There is a long tradition of dealing with agriculture and cattle breeding, especially with the famous high-quality and particularly fine sand from Turjaci, known as turjačka pržina. At the equestrian competition Sinjska alka, it is still the only type of sand that is scattered over the track both during the preparations and the festival itself.
Turjaci is also home to the Pržina traditional bowling club, which takes part in the traditional bowling league of the Split-Dalmatia County. In addition, the association takes part in a wide variety of social and charitable activities, actively encouraging younger generations to participate in sports and always making its contribution to promote culture and the spirit of sport.
Zelovo is located at the bottom of the southern slopes of the Svilaja Mountains that determine both the location of the village as well as the peculiarities of the local residents' everyday life. Zelovo is located 14 km away from Sinj and 7 km away from the Hrvace commune, which are also the closest settlements one to another.
The mountains Plišivica, Gradina and Orlove stine (in English: Eagle Rocks) are also located in the vicinity of the area. They are magnificent cliffs of Mount Svilaja, famous for the temporary settlement of griffon vultures during their migration to the island of Cres, in Croatia, as well as to the Julian Alps, in Slovenia.
In the village there is also the church of St. Vitus, the holy patron saint of Zelovo, who is celebrated every year on June 15th.

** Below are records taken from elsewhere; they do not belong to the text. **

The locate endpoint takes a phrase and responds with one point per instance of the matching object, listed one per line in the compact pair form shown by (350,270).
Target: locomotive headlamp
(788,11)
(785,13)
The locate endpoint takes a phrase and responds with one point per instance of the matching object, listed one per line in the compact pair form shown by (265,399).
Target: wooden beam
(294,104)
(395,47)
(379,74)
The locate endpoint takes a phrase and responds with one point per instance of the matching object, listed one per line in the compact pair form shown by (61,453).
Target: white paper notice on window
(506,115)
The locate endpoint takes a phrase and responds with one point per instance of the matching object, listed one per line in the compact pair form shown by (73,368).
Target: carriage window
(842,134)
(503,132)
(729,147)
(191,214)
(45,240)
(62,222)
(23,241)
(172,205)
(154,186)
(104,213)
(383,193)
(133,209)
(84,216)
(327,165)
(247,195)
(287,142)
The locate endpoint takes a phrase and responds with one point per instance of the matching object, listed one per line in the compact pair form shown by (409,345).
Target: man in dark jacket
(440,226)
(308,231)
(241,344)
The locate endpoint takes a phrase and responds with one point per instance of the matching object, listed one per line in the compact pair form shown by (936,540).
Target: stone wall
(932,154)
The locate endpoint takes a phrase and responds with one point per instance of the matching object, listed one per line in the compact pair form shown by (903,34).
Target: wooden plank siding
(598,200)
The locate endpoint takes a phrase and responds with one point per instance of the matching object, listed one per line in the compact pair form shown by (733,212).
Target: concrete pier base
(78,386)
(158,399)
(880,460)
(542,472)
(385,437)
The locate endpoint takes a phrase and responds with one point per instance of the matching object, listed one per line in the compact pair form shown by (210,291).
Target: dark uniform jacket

Zelovo is known for making local tobacco pipes, called zelovske lule, made from baked clay. These tobacco pipes were made in this way exclusively in Zelovo and nowhere else in Croatia. In addition, the residents of the suburb also made cigarette holders, wooden toys, furniture and everyday objects (rakes, pitchforks) as well as decorative objects, wooden dishes, traditional bowling balls and musical instruments (bagpipes, double-row shepherd's flutes, the string instrument gusla and various wind instruments). Almost every single household in Zelovo was considered to be its own production drive for a wide variety of handcrafts. The beginnings of tobacco pipe production go back to the first half of the 18th century, when families with the surnames Delaš, Domazet and Jukić moved to Zelovo. Those families boosted the production of pipes and cigarette holders, while the families with the surname Gabrić took care of selling those manufactured products.
Today, Zelovo is a popular place not only for leisure travelers and mountaineers from all over Dalmatia but also for people who travel from far further away. In winter, the moment the first snowflakes fall in the area, it is teeming with enthusiastic visitors who not only indulge in the natural beauties and the richness of all the plant and animal life of this region but also like to enjoy the relaxing atmosphere and the cheerful company in the mountain hut Orlove stine.